Mindfulness, from the Self-Reg point-of-view, involves more than just discovering what one finds restorative or therapeutic, possibly alone, possibly in a group. The Self-Reg view of mindfulness demands a form of social communion: it is not a state of egoistic self-absorption. As it happens, I find that when I’m running my mind doesn’t simply go blank and I suddenly find myself at the end of a run wondering how I got there (as happens all too often when I drive!). Rather, the relaxing pace of the run (what my children insist is actually a “shuffle”) helps me to look at the various problems I’m struggling with – whether emotional or work-related – in a very calm and detached manner: the sort of “non-judgemental” stance that Kabat-Zinn has championed. And I begin to notice things that I hadn’t really registered before, in my own actions and reactions as well as in that of others. Far from escaping from my social existence, running serves as a way for me to grapple with these demands.

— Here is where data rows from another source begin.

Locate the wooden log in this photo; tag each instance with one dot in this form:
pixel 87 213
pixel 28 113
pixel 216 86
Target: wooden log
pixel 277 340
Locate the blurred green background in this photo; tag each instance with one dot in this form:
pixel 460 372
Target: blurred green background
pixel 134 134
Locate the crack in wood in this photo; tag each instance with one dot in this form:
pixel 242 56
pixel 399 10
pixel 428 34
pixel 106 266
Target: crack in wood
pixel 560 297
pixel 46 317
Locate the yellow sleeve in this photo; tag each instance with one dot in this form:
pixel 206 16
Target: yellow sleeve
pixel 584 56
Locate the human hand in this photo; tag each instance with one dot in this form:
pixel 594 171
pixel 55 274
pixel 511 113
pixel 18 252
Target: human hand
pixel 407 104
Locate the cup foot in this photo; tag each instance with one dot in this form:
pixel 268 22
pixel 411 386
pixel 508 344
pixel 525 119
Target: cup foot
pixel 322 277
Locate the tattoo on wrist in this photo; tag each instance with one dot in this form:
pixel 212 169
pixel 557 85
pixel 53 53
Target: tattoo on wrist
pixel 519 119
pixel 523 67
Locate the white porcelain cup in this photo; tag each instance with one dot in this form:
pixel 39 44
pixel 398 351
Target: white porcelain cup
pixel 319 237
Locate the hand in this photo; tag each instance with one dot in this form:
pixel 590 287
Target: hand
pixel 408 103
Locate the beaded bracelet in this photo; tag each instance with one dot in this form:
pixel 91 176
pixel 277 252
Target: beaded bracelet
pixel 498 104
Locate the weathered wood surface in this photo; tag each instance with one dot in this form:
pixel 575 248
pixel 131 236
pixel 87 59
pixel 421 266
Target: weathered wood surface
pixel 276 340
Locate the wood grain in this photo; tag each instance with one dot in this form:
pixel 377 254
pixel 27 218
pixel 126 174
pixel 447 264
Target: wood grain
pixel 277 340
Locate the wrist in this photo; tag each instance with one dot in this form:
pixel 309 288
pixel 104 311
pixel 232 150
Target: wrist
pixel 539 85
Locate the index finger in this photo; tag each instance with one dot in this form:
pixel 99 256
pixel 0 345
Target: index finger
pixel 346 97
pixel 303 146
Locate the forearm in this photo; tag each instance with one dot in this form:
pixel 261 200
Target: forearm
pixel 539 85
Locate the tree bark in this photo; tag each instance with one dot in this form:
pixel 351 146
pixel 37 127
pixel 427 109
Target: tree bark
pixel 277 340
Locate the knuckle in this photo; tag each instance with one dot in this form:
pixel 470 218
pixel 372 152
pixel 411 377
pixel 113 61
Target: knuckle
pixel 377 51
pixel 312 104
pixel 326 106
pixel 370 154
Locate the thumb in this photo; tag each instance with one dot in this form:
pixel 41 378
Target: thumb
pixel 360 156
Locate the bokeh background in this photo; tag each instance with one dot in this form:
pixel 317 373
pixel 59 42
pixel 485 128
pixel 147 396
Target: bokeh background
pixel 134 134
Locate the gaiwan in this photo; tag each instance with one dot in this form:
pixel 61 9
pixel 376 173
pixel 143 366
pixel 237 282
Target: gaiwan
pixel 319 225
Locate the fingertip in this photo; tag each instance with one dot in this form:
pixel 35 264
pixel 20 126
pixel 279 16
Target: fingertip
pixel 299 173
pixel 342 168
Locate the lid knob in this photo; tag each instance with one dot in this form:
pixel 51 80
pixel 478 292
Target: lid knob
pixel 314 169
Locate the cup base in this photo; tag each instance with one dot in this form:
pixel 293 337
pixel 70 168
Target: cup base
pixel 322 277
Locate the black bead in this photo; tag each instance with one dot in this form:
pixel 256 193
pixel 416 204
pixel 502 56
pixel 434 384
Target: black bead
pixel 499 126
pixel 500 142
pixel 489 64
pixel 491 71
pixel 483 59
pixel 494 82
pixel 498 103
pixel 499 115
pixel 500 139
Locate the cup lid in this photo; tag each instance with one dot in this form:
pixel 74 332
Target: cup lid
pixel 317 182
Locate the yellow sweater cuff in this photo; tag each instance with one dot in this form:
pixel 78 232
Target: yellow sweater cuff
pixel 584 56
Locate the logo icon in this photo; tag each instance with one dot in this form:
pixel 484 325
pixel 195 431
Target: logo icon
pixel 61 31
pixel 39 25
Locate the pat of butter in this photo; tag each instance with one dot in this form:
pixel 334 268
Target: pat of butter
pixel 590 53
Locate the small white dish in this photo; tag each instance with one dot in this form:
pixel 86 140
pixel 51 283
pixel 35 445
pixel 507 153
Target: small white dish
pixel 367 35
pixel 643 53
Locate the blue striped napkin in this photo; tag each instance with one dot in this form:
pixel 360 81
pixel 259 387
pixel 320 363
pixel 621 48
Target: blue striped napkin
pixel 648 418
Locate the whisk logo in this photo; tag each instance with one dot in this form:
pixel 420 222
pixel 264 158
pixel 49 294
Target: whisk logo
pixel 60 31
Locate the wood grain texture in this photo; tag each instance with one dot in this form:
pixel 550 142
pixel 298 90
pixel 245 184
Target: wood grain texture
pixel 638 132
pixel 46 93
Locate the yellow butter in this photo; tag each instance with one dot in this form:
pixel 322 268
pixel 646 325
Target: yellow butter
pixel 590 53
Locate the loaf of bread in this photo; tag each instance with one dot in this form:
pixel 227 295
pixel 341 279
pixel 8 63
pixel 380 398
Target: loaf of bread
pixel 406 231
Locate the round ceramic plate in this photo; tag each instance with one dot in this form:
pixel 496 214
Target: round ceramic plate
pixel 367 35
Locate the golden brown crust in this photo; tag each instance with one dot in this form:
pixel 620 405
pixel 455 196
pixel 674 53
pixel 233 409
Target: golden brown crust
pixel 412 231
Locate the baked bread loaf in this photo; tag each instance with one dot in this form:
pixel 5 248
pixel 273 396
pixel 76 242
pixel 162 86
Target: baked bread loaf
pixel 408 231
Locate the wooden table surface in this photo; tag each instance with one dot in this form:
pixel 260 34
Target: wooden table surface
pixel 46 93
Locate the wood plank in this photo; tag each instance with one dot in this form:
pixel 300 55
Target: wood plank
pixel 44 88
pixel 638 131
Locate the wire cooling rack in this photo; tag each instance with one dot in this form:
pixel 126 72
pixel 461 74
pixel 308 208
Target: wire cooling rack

The real message here is that, for Self-Reg, mindfulness is not a private mental state. Even when we’re meditating, we are influenced by the voice of our teacher, present or remembered. The same is true for children or students: they hear the voice of their parents or teachers, even when they’re alone and trying to calm down. It is through the Interbrain that they become aware of and learn how to manage their arousal states. But for this to be possible, they also have to become aware of and even learn how to help others manage their arousal states. The two sides are inextricably bound together.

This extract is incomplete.